Mexico’s energy relationship with the U.S. is undergoing radical changes as its oil production sags, its refineries produce too much high-sulfur fuel oil and too little gasoline and diesel, and its imports of U.S. natural gas and transportation fuels rise. Add to this already complicated story the Mexican government’s efforts to inject competition and private-sector participation into a national energy sector long-dominated by state-owned Petróleos Mexicanos (Pemex) and that company’s plan to swap light U.S. crude for heavy Mexican oil. In today’s blog, “With A Little Help From My Friends—Mexico’s Oil Sector in a State of Flux,” Housley Carr begins a look at the ongoing transformation of U.S.-Mexico hydrocarbon trade and what it may mean for U.S. players—and Pemex.
A number of RBN posts over the past couple of years have detailed the evolution of the U.S. –Mexican energy relationship. The most significant development to date has been a large increase in Mexican imports of U.S. natural gas – aided by new cross-border pipelines and Mexico’s build out of gas fired power generation assets (see The Gas All Went to Mexico). More recently we covered the existing and potential market for imports to Mexico of U.S. liquefied petroleum gas (LPG _ a mixture of propane and butane – mostly propane – see Light My Fire). But the energy trade traffic is not all in one direction. The U.S. is a significant importer of heavy Mexican crude that is refined by Gulf Coast refineries and we have described the battle for market share at those refineries between Pemex and rival Western Canadian oil sands producers (see Mamma Maya). In the past year the U.S./Mexico crude oil relationship has gotten even more complex with the advent of crude oil swaps that we described in “Have Another Swap of Mexican Crude” and which were finally approved to begin in early November 2015 at a rate of 75 Mb/d.

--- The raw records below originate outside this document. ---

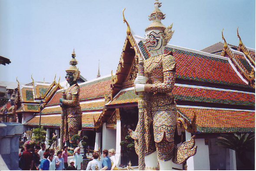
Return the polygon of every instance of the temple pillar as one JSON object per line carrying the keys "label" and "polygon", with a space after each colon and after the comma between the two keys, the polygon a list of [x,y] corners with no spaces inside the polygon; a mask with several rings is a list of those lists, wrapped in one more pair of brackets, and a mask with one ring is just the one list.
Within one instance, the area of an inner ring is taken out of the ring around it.
{"label": "temple pillar", "polygon": [[116,131],[115,130],[107,129],[106,123],[102,126],[102,151],[110,149],[115,149]]}
{"label": "temple pillar", "polygon": [[121,158],[121,121],[120,120],[120,111],[119,109],[116,111],[116,135],[115,144],[115,159],[116,160],[116,166],[119,166],[120,164]]}
{"label": "temple pillar", "polygon": [[100,147],[101,136],[101,133],[96,133],[96,136],[95,136],[95,144],[94,145],[94,151],[98,151],[98,148]]}
{"label": "temple pillar", "polygon": [[49,140],[50,138],[50,129],[47,128],[46,130],[46,139],[45,143],[46,144],[48,144]]}
{"label": "temple pillar", "polygon": [[230,149],[230,170],[236,170],[236,151]]}

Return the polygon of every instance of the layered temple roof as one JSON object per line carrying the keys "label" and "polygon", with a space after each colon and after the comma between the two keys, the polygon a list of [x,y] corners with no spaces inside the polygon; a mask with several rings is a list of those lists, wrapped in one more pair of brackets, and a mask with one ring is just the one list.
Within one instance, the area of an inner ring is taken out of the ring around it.
{"label": "layered temple roof", "polygon": [[[112,109],[138,105],[138,97],[131,82],[138,72],[134,66],[138,64],[135,54],[146,60],[150,57],[143,41],[128,33],[112,78],[111,100],[98,124],[112,117],[115,111]],[[172,92],[179,114],[186,123],[191,124],[194,112],[197,133],[255,132],[255,89],[228,57],[168,44],[165,53],[171,52],[177,74]]]}

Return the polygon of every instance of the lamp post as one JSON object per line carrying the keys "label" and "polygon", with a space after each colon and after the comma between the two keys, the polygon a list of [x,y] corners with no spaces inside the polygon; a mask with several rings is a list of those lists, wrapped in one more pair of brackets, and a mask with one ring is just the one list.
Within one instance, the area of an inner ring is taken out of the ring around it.
{"label": "lamp post", "polygon": [[41,127],[41,115],[42,114],[42,110],[43,109],[43,100],[41,99],[41,101],[40,103],[39,103],[39,108],[40,108],[40,117],[39,118],[39,127]]}

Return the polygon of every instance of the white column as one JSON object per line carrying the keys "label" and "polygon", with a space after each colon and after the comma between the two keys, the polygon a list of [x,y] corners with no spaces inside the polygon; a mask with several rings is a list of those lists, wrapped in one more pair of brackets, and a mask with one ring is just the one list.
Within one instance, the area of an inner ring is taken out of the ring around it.
{"label": "white column", "polygon": [[230,149],[230,170],[236,170],[236,151]]}
{"label": "white column", "polygon": [[117,166],[120,164],[121,158],[121,121],[117,120],[116,121],[116,143],[115,144],[115,159],[116,160]]}
{"label": "white column", "polygon": [[[185,131],[186,133],[186,141],[187,141],[191,139],[191,133],[189,133],[188,132]],[[196,139],[196,142],[197,141]],[[197,147],[197,149],[198,147]],[[196,154],[196,155],[197,155],[197,154]],[[194,170],[194,156],[192,156],[190,157],[187,160],[187,170]]]}
{"label": "white column", "polygon": [[106,143],[108,143],[106,141],[106,123],[103,124],[102,125],[102,149],[103,151],[104,149],[106,149]]}
{"label": "white column", "polygon": [[48,140],[49,140],[49,138],[50,137],[50,129],[47,128],[46,130],[46,139],[45,139],[45,144],[48,144]]}
{"label": "white column", "polygon": [[94,151],[98,151],[99,147],[100,147],[101,133],[96,133],[95,136],[95,144],[94,145]]}

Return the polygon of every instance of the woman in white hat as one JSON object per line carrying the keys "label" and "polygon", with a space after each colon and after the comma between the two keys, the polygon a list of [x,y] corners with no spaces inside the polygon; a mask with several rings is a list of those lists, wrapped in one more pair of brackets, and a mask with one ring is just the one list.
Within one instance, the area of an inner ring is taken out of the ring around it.
{"label": "woman in white hat", "polygon": [[109,155],[110,156],[110,159],[111,160],[111,164],[112,166],[111,167],[111,170],[118,170],[118,168],[116,167],[116,160],[115,160],[115,149],[109,149],[108,150],[108,153],[109,153]]}
{"label": "woman in white hat", "polygon": [[75,167],[74,165],[75,165],[75,161],[74,160],[70,160],[69,163],[70,163],[70,165],[67,168],[67,170],[73,171],[74,170],[76,170]]}
{"label": "woman in white hat", "polygon": [[80,148],[76,147],[74,150],[74,159],[75,159],[75,167],[76,170],[81,170],[83,162],[83,157],[80,153]]}

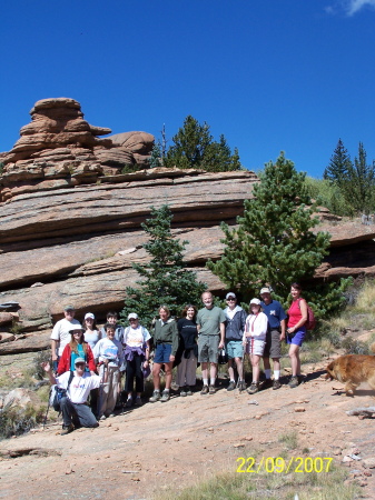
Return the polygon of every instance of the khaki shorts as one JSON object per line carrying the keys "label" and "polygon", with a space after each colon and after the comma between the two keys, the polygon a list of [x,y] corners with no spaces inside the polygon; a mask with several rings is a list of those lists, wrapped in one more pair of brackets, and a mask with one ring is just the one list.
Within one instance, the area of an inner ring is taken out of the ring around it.
{"label": "khaki shorts", "polygon": [[264,352],[265,358],[282,358],[282,342],[280,342],[280,331],[274,328],[267,331],[266,337],[266,348]]}
{"label": "khaki shorts", "polygon": [[220,336],[199,336],[198,338],[198,362],[217,363],[219,358]]}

Despite its enormous oil-production potential, Mexico’s output of crude peaked 10 years ago (at about 3.8 MMb/d); production fell by one-fifth in the 2005-09 period, and it’s been inching down ever since, mostly because many of the major oil fields Pemex first developed years ago have been loosing their oomph and haven’t been replaced by new discoveries in a timely manner. In 2014, Pemex production averaged 2.42 MMb/d, and so far in 2015 (through September) crude output is running at only 2.26 MMb/d. Earlier this month (November 2015), Pemex revealed that production at its Cantarell field (one of its four major offshore fields in the Gulf of Mexico’s Bay of Campeche--Ku Maloob Zaap, Abkatun-Pol-Chuc and Coastal Tabasco are the others; see Figure 1 for 2014 output) in October slipped to its lowest level in 30 years: 206 Mb/d, or less than one-tenth of what it was producing in 2003-04.